Дэниэл кивнул, нисколько не удивившись.
– Может, ты храбрее меня. Или – не в обиду будет сказано – еще не знаешь, чего хочешь от жизни, не нашла того, за что стоит держаться. Тогда это совсем другая история. В юности, в студенчестве можно скитаться по съемным углам без ущерба для внутренней свободы, терять пока что нечего. Замечала, как легко юные расстаются с жизнью? Из них получаются идеальные мученики за правое дело, идеальные солдаты, идеальные самоубийцы. А все потому, что на земле их мало что держит, они не обросли еще узами, обязательствами, долгом – всем, что накрепко связывает нас с миром. Уйти им проще, чем пальцем пошевелить. Но с годами обретаешь то, что жаль терять. Вдруг оказывается, что все не понарошку, а по правде, как дети говорят, – и становишься другим человеком.
Волнение, странный зыбкий свет сквозь листву плюща, прихотливые зигзаги мысли Дэниэла опьянили меня. Передо мной сменяли друг друга образы: Лекси мчится сквозь ночь в машине бедняги Чеда; лицо Сэма, в глазах безграничное терпение; наш стол в дежурке с ворохом чужих бумаг; моя квартира – пустая, безмолвная, потихоньку зарастают пылью книжные полки, мигает зеленым огоньком автоответчик. Квартиру свою я люблю, но оказалось, что все это время я ничуточки по ней не скучала, и это понимание отозвалось во мне острой, мучительной болью.
– Возьму на себя смелость предположить, – сказал Дэниэл, – что ты еще пользуешься изначальной свободой и пока не нашла, за что – или за кого – стоит держаться.
Внимательные серые глаза, волшебное мерцание золотистого виски, журчание ручья, тени листьев в каштановых волосах Дэниэла, словно венец.

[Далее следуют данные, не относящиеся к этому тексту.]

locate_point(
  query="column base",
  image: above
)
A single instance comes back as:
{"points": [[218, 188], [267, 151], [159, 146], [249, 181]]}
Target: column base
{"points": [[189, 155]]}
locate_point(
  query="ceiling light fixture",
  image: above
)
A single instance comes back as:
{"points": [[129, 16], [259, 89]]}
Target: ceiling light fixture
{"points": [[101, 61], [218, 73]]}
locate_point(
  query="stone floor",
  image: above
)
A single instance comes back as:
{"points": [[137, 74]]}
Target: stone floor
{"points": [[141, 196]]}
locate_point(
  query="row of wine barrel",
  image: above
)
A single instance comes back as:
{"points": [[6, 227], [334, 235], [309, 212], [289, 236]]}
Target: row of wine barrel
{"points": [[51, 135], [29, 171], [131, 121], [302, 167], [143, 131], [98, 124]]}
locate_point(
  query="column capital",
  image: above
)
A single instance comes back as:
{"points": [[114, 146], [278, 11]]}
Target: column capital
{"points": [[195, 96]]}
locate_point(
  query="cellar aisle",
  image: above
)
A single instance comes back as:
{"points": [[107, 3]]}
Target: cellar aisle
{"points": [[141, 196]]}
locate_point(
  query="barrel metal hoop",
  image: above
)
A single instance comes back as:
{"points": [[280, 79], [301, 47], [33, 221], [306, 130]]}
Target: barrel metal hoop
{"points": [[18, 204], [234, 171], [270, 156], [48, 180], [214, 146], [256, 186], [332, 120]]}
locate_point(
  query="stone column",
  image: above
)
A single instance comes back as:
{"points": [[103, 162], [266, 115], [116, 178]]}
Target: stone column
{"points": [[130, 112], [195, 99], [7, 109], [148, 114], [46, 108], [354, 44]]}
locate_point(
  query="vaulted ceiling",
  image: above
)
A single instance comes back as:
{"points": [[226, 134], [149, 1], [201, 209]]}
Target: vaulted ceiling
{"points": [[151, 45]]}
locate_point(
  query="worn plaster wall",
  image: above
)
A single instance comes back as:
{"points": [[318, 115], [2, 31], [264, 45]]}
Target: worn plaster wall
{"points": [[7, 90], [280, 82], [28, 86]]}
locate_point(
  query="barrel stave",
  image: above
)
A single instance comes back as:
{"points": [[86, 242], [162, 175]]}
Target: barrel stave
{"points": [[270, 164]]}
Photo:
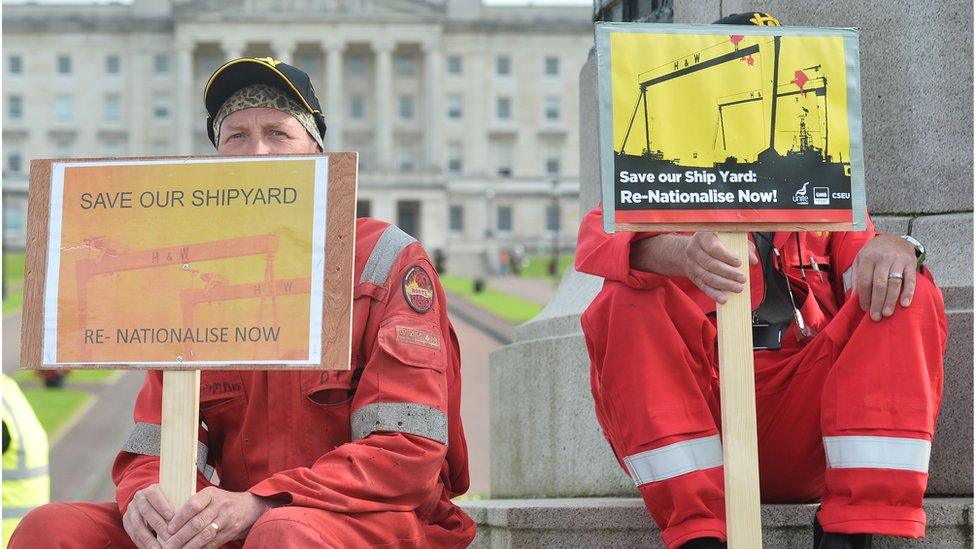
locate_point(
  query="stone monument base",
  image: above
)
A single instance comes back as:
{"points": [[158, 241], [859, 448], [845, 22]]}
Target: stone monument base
{"points": [[623, 522]]}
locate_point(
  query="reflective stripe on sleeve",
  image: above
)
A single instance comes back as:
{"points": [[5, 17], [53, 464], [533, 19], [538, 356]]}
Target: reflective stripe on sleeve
{"points": [[21, 452], [850, 452], [145, 440], [16, 512], [848, 278], [675, 459], [413, 419], [384, 254]]}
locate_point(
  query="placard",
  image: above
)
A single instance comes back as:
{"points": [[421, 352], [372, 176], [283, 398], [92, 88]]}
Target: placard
{"points": [[189, 263], [730, 125]]}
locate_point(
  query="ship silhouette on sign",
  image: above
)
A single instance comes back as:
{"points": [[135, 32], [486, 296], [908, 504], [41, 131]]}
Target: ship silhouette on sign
{"points": [[807, 160]]}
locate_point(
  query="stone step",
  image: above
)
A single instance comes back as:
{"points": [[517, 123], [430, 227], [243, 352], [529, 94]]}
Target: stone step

– Был у меня напарник, – сказала я, – на работе. Ты с ним не знаком, он это дело не расследует. Мы были как вы: родные души. О нас говорили как о близнецах или одном человеке: “Это дело Мэддокс-и-Райана, поручите Мэддокс-и-Райану…” Если бы меня спросили, я бы сказала: будем работать вместе до конца, и на пенсию выйдем в один день, чтобы никому из нас ни дня не пришлось работать с другим напарником, и подарят нам золотые часы, одни на двоих. Только я не думала тогда ни о чем подобном, просто принимала как должное. И не представляла, что может быть по-другому.
Я никогда никому об этом не рассказывала. Мы с Сэмом ни разу не говорили о Робе, с тех пор как его перевели в другой отдел, а если у меня спрашивали, как у него дела, я лучезарно улыбалась, отвечала уклончиво. Ну а мы с Дэниэлом чужие люди, противники, между нами не просто вежливая беседа, а схватка не на жизнь, а на смерть, и оба мы это сознаем, – и все-таки я ему сказала. Думаю, это был первый звоночек.
Дэниэл кивнул:
– Но это было в другой стране, к тому же девка умерла[35].
– То-то и оно, – подхватила я, – да.
В глазах у него светилось нечто большее, чем доброта или сочувствие, – понимание. Наверное, в тот миг я его любила. Если бы можно было бросить дело и остаться, то я бы осталась.
– Понимаю, – сказал Дэниэл. И протянул мне бокал.
Я было мотнула головой, но тут же передумала и взяла: ну и к черту все! Виски, прозрачный и терпкий, прожег меня до кончиков пальцев.
– Тогда ты понимаешь, что это значило для меня, – продолжал он, – знакомство с ребятами. Мир преобразился: слишком многое теперь было на кону, краски стали яркими до боли, жизнь сделалась невообразимо прекрасной и столь же невообразимо пугающей. И все так хрупко, все так легко разрушить. Наверное, точно так же бывает, когда влюбляешься или становишься отцом, – понимаешь, что можешь этого лишиться в любую минуту. Мы летели на сумасшедшей скорости навстречу дню, когда все, что нам дорого, окажется во власти жестокого мира, и каждая секунда была так хрупка и драгоценна, что сердце разрывалось.
Он потянулся к бокалу, отхлебнул.
– А потом, – он указал раскрытой ладонью в сторону дома, – подвернулось вот что.
– Как чудо, – заметила я без издевки, искренне. Представилось, как я держусь за старинные деревянные перила и они теплеют, оживают у меня под рукой.